Melissa Kaplan's
Herp Care Collection
Last updated January 1, 2014

Guidelines for Medicating Sick Herps

Margaret A. Wissman DVM DABVP and Bill Parsons, Reptiles 5(3):84-85


When a reptile or amphibian becomes ill, it is vital to seek veterinary care as soon as possible with a vet experienced in treating herps. However, there may be times when it is impossible to have your animal examined and treated immediately. Until you can get your herp looked at by a vet, there are certain things that you can do to support it short-term. Also, after your herp has been examined, there are techniques that can help your animals recover more quickly. Let's go over some general guidelines that can aid you in helping your sick herps to recover.

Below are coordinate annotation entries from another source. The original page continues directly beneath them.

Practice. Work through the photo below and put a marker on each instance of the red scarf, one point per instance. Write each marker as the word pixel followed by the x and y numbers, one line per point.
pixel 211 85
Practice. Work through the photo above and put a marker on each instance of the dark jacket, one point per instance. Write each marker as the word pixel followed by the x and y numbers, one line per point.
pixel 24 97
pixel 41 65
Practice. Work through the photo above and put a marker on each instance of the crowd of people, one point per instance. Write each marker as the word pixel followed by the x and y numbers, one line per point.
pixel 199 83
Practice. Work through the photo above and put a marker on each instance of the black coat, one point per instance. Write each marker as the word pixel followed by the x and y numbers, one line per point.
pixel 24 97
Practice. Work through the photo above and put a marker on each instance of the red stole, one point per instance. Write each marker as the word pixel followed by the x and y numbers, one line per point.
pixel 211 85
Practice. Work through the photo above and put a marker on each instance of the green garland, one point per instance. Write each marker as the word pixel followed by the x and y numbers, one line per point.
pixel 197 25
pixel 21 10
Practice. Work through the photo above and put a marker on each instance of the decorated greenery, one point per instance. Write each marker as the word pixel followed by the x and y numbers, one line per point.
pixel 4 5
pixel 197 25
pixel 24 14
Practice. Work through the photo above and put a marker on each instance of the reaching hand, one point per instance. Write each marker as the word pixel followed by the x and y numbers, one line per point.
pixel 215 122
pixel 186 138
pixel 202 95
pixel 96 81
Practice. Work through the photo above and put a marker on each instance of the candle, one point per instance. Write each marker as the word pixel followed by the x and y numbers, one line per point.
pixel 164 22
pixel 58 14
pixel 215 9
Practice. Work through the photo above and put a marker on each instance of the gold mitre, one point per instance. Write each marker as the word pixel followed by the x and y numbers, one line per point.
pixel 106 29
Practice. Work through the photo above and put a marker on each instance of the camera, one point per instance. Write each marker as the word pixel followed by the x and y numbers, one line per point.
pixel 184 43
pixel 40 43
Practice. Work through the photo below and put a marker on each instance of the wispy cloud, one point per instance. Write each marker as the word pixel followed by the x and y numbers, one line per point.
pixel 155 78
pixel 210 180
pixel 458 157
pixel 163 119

As a rule, sick herps require additional heat. It is preferable to keep an ill herp at the high end of its Preferred Optimal Temperature Zone (POTZ). This will vary from species to species, but Preferred Optimal Temperature Zones are published in several sources, including Dr. Douglas Mader's Reptile Medicine and Surgery text (W.B. Saunders, 6277 Sea Harbor Dr., Orlando, FL 32887). An increase in temperature will help stimulate the immune system. There must be a thermal gradient in the environment to prevent heat stress, however. Basking lights should be provided for species that spend time basking daily.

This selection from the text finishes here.